Microbial community genomic DNA was isolated from cecal and colonic digesta, using the E.Z.N.A.® stool DNA kit (Omega Bio-tek, Norcross, GA, U.S.) according to the manufacturer’s specifications. The V3-V4 regions of the bacterial 16S rRNA gene were amplified by PCR using universal primers 338F (5'-ACTCCTACGGGAGGCAGCAG-3') and 806R (5'-GGACTACHVGGGTWTCTAAT-3') with the following procedures: initial denaturation at 95 ℃ for 3 min, followed by 27 cycles of denaturing at 95 ℃ for 30 s, annealing at 55 ℃ for 30 s, extension at 72 ℃ for 45 s, single extension at 72 ℃ for 10 min and end at 4 ℃ . Illumina sequencing was performed, raw data were quality-filtered using Trimmomatic and merged by FLASH software with the following criteria: (i) average quality score less than 20 were truncated. A 50 bp sliding window was set and reads shorter than 50 bp or containing ambiguous reads were discarded; (ii) sequences longer than 10 bp were assembled based on their overlapped sequence. The maximum mismatch ratio of overlap area was 0.2. Unassembled reads were discarded; (iii) samples were distinguished according to their barcode and primers, and the reads with ambiguous bases were removed .
Using UPARSE (version 7.1, http://drive5.com/uparse/) operational taxonomic units (OTUs) with 97% similarity cutoff were clustered and chimeric sequences were filtered out. Each 16S rRNA representative gene sequence was categorized and analyzed by RDP Classifier (http://rdp.cme.msu.edu/) against the Silva (SSU128) 16S rRNA database using confidence threshold of 70% .

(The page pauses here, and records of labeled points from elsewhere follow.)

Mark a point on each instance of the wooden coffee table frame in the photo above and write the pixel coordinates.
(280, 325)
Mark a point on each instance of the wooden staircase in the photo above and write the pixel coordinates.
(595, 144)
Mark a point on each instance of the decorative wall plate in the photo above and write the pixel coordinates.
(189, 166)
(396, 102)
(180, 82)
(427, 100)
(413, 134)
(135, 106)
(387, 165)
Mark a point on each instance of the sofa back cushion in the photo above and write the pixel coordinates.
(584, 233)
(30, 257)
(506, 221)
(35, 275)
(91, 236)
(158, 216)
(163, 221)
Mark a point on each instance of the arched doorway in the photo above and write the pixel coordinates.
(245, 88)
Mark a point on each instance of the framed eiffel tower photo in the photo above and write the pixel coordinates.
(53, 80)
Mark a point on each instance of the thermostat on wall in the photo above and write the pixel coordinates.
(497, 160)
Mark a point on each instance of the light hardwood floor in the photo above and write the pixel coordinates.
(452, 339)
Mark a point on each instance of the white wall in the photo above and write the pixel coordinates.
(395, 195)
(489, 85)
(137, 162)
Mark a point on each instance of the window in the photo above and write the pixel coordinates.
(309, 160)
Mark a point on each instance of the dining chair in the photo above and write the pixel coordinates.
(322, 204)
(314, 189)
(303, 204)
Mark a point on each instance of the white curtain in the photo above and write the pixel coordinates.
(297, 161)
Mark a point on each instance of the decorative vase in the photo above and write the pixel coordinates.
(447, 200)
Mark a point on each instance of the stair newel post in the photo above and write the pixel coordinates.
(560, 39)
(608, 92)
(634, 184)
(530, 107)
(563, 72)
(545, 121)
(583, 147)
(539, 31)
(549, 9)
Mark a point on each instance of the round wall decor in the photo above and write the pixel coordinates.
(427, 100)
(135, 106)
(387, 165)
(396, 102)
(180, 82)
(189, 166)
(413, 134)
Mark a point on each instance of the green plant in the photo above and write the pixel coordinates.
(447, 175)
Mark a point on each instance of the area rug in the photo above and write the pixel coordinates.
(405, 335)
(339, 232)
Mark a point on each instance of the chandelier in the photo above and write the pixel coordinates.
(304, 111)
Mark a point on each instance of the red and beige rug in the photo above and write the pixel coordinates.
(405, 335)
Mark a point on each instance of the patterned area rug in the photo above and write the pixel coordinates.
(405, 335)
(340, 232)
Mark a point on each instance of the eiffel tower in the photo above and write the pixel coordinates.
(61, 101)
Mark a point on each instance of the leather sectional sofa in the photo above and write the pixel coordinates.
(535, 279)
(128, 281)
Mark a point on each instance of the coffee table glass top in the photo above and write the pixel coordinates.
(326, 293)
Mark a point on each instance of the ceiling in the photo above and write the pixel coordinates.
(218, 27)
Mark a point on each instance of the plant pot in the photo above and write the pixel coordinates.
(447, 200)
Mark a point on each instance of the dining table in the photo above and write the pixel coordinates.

Quantification of fermentation products
The concentrations of SCFAs were assayed as literature reported [4, 14]. Briefly, approximately 0.5 g of intestinal digesta was weighed into a 10 mL polypropylene tube and diluted 1:16 with ultrapure water (8 mL). Glass spheres were added and vortexed to homogenize the contents. Polypropylene tubes were paced in an ultrasonic bath (KQ5200DE; Kunshan Ultrasonic Instrument, Jiangsu, China) at room temperature for 30 min. Then, the mixture was centrifuged at 4000 ×g for 15 min. Next, 0.16 mL of supernatant transferred into a 10 mL tube with 7.84 mL ultrapure water and filtered through a 0.22 μm filter. The SCFAs in a 25 μL extracted sample solution were determined by high performance ion chromatography (ICS-3000; Dionex, USA) with a conductivity detector. Finally, the concentrations of SCFAs were calculated and normalized to intestinal digesta weight as milligrams per kilogram.
Replicate (pen) was considered the experimental unit for analysis of differences in growth performance and diarrhea rate. Individual piglets were considered the experimental unit for analyses of serum immunoglobulins, antioxidant parameters, gut inflammatory parameters, microbiota, and SCFAs. Growth performance, serum immune, antioxidant parameters, inflammatory parameters and SCFAs were analyzed by one-way ANOVA using Bonferroni test (SPSS Inc., Chicago, IL, USA). Diarrhea rate were analyzed by Chi-square test (SPSS Inc., Chicago, IL, USA) [19, 20]. The bacterial community at the level of phylum, family and genus were analyzed by Kruskal-Wallis method followed by Welch’s test [13, 20]. Probability values of P < 0.05 were considered statistical significance.